Two years after graduating, George joined up with one of his former professors and other established players in that field to form the landscape design firm EDGE. The business has grown to include offices in Columbus, Nashville and Toledo. In central Ohio, EDGE has its fingerprints on the landscaping around the Ohio Union and the Hollywood Casino in west Columbus as well as the master planning, site design and landscape architecture at Columbus Commons park, which occupies the former City Center site downtown. George also has taken this expertise to prime time — as a judge on the NBC home remodeling show “American Dream Builders.”

Other recent entrepreneurial endeavors include moving his restaurant Eddie George’s Grille 27 to the Grandview Yard area near the Columbus campus and becoming a financial advisor. He launched Edward George Wealth Management in 2015. That put to use the MBA he earned from Northwestern University’s Kellogg School of Management in 2009 and the financial advisor credentials he later acquired with passage of the Series 7 exam.

George says he pursued an advanced degree — and remains committed to continually learning and teaching — out of a desire for a greater depth of knowledge to grow his businesses. “It’s not really about getting your MBA,” he says. “It’s about truly committing yourself to a process and a discipline that is going to carry you through the rest of your life.”

‘The progress, the evolution’

Back in Dressing Room 6, George returns from his final sound check and talks about life on the road in a touring theater company. This past spring, he performed in a string of “Chicago” shows in Wisconsin, Iowa and Ohio — following eight weeks on Broadway in 2016. Sandwiched between his turns as Billy Flynn was the leading role in “A Raisin in the Sun” in Nashville, where George also has played Othello and Julius Caesar in the city’s Shakespeare festival.

In true George style, he’s keeping his options and his mind open about the trajectory of his acting career. He mentions some aspirations: Broadway and other stage productions, films with actors he admires, a recurring television role, a one-man show that draws on his personal experiences. “The goal is to have a long-lasting, meaningful career as an entertainer,” he says. “Whatever spawns from that, we’ll do it.”

In the near term, George has signed on to do another run of “Chicago” next year. That includes eight shows at Columbus’ Palace Theatre in February, a month into his spring semester teaching commitment to Fisher.

“It’ll be a good feeling to get back to Columbus and have fans who know me from my touchdown days see me in this different part of my life,” he says.

“I just think back to how intimidating it would have been for me to get on stage back then. Not in a million years did I think I would be doing this.”

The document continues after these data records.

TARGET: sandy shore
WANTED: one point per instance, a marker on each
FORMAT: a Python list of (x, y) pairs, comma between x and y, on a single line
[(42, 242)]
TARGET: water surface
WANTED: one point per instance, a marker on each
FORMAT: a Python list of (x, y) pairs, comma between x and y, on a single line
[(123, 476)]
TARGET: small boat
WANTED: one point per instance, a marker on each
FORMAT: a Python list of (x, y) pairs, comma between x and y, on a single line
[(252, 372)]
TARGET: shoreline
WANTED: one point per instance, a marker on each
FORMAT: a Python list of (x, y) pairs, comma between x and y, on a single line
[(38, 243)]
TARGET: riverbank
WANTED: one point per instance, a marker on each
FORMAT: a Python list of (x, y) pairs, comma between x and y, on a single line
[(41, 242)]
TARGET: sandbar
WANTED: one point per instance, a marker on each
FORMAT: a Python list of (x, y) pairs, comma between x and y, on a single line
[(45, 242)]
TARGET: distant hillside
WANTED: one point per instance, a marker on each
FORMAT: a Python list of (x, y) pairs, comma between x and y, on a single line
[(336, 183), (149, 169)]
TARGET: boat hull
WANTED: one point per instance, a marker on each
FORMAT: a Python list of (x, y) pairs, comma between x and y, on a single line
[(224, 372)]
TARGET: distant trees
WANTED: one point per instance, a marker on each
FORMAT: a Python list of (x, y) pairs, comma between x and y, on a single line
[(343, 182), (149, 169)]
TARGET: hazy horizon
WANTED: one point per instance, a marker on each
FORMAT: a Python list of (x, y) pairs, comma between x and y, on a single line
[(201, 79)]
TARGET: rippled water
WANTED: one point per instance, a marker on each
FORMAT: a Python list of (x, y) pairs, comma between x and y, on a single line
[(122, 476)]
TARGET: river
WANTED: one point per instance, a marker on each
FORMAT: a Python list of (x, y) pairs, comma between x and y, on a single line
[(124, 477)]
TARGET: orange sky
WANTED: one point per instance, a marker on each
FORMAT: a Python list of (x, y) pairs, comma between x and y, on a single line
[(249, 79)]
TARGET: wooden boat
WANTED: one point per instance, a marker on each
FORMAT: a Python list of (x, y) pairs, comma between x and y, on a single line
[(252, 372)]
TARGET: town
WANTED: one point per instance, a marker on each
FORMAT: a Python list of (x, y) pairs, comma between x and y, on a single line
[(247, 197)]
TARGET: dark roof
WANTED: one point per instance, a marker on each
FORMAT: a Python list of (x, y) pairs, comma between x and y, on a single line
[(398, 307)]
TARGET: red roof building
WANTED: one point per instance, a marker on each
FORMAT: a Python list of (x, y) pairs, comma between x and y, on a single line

Ask what he’d like other alumni to know about today’s Eddie George, and he hesitates. Finally, he says, “I guess I want them to see the progress, the evolution. I come from the football world, but I’m not a football player. I came through that. That was my platform, a means to an end. It’s about evolution and following my path and my passions. And being in a constant state of refinement.”

Eddie George’s script for finding work you’ll love

Across multiple careers, this football star turned entrepreneur turned actor has found success by tapping into his inner joy. We asked Eddie George what advice he’d give to friends and fellow Buckeyes looking for new directions in their work lives.

“You have to really follow your heart. I would tell people to go for their passions, and don’t be afraid to start at the bottom. You’ve got to. And don’t worry about the time and how fast you are going to be somewhere.”

“If you’re excited about making pottery and the arts, then do that, and figure out how to make a business out of it. I identified my three umbrellas, and I stay under those: education, entertainment and entrepreneurship.”

“You can go from one phase of life to the next. You’re not defined by your job. You’re not defined by the roles that you play in this life, as far as being a mother or father and just staying in that. You have dreams, you have gifts that are waiting to be explored. But you have to have the faith and courage to allow them to come forth. You have to be willing to go through the grind and the slime and the grit and the valleys to allow them to come forth.”